Keystone's 80/20 Rule says 8's lead to 2's and 2's to 8's so a failure at 220 opens the door to 180. During this -50% crash in 6 months (TSLA is in a bear market down in excess of -20%), a couple of big gap-down weeks occur so price may want to make its way back up to there at some point to fill those gaps (orange circles).
Price is making lower lows and comes down to tap on the 195, the top of that horizontal blue channel at 180-195. This is a congestion zone from 2016 and may attract price like a magnet. This is the battleground from which TSLA may decide to bounce, or die. With the current lower lows in TSLA, the stochastcs and money flow are positively diverged, and the stoch's are oversold, wanting to see price bounce.
However, the RSI and MACD line remain weak and bleak wanting more lows in price so the blue channel may be Tesla's destiny. If price bounces for a week due to the possie d, then rolls over for a week due to the negative-sloping RSI, then bounces another week, then down again because of the weak MACD line, then chop a week or two, that will likely be the bottom on this weekly basis; say, in 3 to 6 weeks. That would be mid-June into July 4th for the potential bottom for TSLA on the weekly chart.
The ADX was in a strong uptrend in 2017 but that petered out about mid-year. The sideways choppiness in price during 2014-2016 and 2018 are verified by the low ADX readings. There is no strong trend; price is simply chopping sideways. The ADX is climbing again and with another 4 or 5 points will identify the collapse in TSLA stock as a strong downtrend. For now, it is not. The Aroon red line is pegged at the maximum 100 reading so a mean reversion lower is the only direction it can go which correlates to some price buoyancy.
Thus, TSLA will likely move sideways to sideways lower for the next month or so, perhaps teasing into that 180-195 congestion zone where the men will be separated form the boys. TSLA should bounce from there and likely regain 2 hundo and perhaps target those gap-fills at 210 and 236-ish. So during the summer, that cat Musk may receive another life as a multiple week rally occurs.
The rally in say, Late June, July perhaps into August, however, will not have staying power and should probably be used as an exit for anyone that holds the stock. The TSLA monthly chart shows a weak and bleak RSI, MACD, histogram and stochastics although the stoch's are oversold. On a monthly basis, the stock remains sick and would be expected to print lower lows. The oversold stochastics on the monthly will conspire with the possie d on the weekly chart above to give a bit of buoyancy to the flailing stocks over the next month. TSLA will likely finish the year in the 150-190 range. Musk better hope it does not get worse than this.
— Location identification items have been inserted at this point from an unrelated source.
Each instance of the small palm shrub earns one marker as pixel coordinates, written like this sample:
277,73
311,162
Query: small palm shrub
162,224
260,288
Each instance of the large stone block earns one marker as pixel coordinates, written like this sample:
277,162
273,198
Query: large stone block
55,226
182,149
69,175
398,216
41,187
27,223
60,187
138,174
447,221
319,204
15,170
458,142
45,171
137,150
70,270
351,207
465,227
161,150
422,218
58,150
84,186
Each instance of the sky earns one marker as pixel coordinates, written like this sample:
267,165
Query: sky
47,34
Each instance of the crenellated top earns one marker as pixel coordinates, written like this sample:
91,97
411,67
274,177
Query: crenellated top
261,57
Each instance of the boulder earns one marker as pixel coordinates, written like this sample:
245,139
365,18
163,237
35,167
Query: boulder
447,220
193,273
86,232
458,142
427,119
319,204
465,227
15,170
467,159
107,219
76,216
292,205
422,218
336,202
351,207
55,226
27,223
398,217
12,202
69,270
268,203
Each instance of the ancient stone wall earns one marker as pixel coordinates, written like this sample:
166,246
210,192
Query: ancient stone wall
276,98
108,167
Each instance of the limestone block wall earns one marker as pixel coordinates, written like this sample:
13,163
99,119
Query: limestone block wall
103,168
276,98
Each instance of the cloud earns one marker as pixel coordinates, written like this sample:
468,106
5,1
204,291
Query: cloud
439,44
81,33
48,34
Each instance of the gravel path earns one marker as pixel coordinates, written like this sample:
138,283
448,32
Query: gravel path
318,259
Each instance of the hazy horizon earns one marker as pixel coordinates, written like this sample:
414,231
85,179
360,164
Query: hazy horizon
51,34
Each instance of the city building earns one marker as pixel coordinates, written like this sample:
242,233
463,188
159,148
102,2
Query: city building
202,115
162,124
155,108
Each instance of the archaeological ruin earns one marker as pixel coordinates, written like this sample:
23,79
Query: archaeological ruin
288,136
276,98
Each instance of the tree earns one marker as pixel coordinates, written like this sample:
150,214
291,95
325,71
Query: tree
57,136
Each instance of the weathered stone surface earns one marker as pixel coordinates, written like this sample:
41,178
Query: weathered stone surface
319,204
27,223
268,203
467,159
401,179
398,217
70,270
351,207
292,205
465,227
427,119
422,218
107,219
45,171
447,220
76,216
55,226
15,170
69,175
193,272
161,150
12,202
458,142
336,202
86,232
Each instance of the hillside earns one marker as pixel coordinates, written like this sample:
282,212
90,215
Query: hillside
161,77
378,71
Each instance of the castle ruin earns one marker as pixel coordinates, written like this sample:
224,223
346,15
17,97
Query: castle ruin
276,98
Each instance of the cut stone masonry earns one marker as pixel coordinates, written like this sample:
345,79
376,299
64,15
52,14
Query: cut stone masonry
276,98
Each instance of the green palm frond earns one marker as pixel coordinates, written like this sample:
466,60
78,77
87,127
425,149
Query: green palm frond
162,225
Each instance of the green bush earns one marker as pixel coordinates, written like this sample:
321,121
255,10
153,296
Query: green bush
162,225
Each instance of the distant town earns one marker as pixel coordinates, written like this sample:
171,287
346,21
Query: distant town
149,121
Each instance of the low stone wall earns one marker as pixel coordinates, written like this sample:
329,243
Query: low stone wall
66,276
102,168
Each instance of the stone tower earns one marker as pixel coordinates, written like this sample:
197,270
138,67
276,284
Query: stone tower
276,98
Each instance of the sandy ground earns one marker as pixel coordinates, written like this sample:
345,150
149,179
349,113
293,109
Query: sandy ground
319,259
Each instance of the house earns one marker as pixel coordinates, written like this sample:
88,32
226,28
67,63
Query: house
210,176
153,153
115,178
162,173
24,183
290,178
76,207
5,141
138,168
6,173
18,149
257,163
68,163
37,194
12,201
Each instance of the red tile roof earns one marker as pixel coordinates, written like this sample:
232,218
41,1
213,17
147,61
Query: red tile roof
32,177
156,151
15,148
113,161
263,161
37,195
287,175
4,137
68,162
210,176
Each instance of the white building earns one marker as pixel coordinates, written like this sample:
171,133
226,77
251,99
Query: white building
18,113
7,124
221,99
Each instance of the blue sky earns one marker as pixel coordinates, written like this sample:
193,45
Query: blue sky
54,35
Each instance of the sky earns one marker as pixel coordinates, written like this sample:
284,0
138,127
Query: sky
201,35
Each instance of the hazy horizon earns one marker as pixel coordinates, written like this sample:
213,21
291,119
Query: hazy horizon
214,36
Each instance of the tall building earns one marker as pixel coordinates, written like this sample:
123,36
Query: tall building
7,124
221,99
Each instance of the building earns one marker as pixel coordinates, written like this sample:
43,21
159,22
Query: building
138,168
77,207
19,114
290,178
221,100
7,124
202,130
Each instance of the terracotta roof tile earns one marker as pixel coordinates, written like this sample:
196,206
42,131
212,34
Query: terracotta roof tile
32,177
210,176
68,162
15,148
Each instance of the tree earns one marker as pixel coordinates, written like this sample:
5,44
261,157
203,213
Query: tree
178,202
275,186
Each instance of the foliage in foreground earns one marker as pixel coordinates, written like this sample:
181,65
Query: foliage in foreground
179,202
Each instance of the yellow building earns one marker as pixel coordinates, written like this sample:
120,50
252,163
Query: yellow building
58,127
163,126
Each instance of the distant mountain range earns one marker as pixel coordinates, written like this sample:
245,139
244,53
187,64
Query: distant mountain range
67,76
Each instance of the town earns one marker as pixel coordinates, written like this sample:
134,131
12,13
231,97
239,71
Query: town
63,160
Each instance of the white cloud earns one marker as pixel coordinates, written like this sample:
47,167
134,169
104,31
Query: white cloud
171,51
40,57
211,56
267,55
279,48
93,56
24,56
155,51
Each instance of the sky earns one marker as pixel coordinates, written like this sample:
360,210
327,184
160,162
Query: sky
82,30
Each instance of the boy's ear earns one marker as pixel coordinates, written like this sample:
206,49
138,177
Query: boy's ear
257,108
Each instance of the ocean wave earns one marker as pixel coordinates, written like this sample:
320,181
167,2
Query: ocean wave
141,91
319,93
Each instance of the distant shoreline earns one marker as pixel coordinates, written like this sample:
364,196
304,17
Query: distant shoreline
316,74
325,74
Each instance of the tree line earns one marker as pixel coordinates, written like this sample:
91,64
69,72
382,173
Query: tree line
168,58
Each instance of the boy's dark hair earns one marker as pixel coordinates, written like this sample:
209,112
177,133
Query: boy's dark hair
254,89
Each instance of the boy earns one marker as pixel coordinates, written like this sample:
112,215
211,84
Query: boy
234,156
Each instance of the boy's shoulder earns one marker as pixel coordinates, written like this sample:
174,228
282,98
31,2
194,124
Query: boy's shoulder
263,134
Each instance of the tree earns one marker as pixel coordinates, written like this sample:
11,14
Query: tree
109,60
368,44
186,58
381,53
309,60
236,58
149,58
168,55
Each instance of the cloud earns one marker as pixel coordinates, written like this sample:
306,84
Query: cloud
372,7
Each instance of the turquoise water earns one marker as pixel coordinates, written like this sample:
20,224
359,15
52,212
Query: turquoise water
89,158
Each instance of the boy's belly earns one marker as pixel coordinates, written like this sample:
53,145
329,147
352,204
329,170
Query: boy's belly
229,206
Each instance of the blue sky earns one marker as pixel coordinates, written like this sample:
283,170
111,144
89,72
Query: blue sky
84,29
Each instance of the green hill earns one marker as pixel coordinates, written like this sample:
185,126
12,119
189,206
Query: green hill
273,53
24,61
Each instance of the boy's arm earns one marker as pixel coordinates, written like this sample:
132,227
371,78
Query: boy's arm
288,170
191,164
Keystone has no position in TSLA and will likely not play it. If so, it would probably be a no-touch for 2 to 4 weeks, then bring on a long position at that point. Sell that in July after price recovers then turn around and flip that trade short since the monthly chart will re-exert itself into year end. This information is for educational and entertainment purposes only. Do not invest based on anything you read or view here. Consult your financial advisor before making any investment decision.
Note Added Thursday Morning, 5/23/19, at 6:35 AM EST: TSLA was smacked -6% lower on hump day to 192.73 and in this morning's (Thursday) pre-market collapses another -4% to 185. Musk is likely on the phone asking Baron for more dough.
Note Added Monday, Memorial Day, 5/27/19: Ark Investment strategist Cathie Wood is defending her call that TSLA stock will hit $4,000. Whatever she's smokin' she should pass it around to everyone else.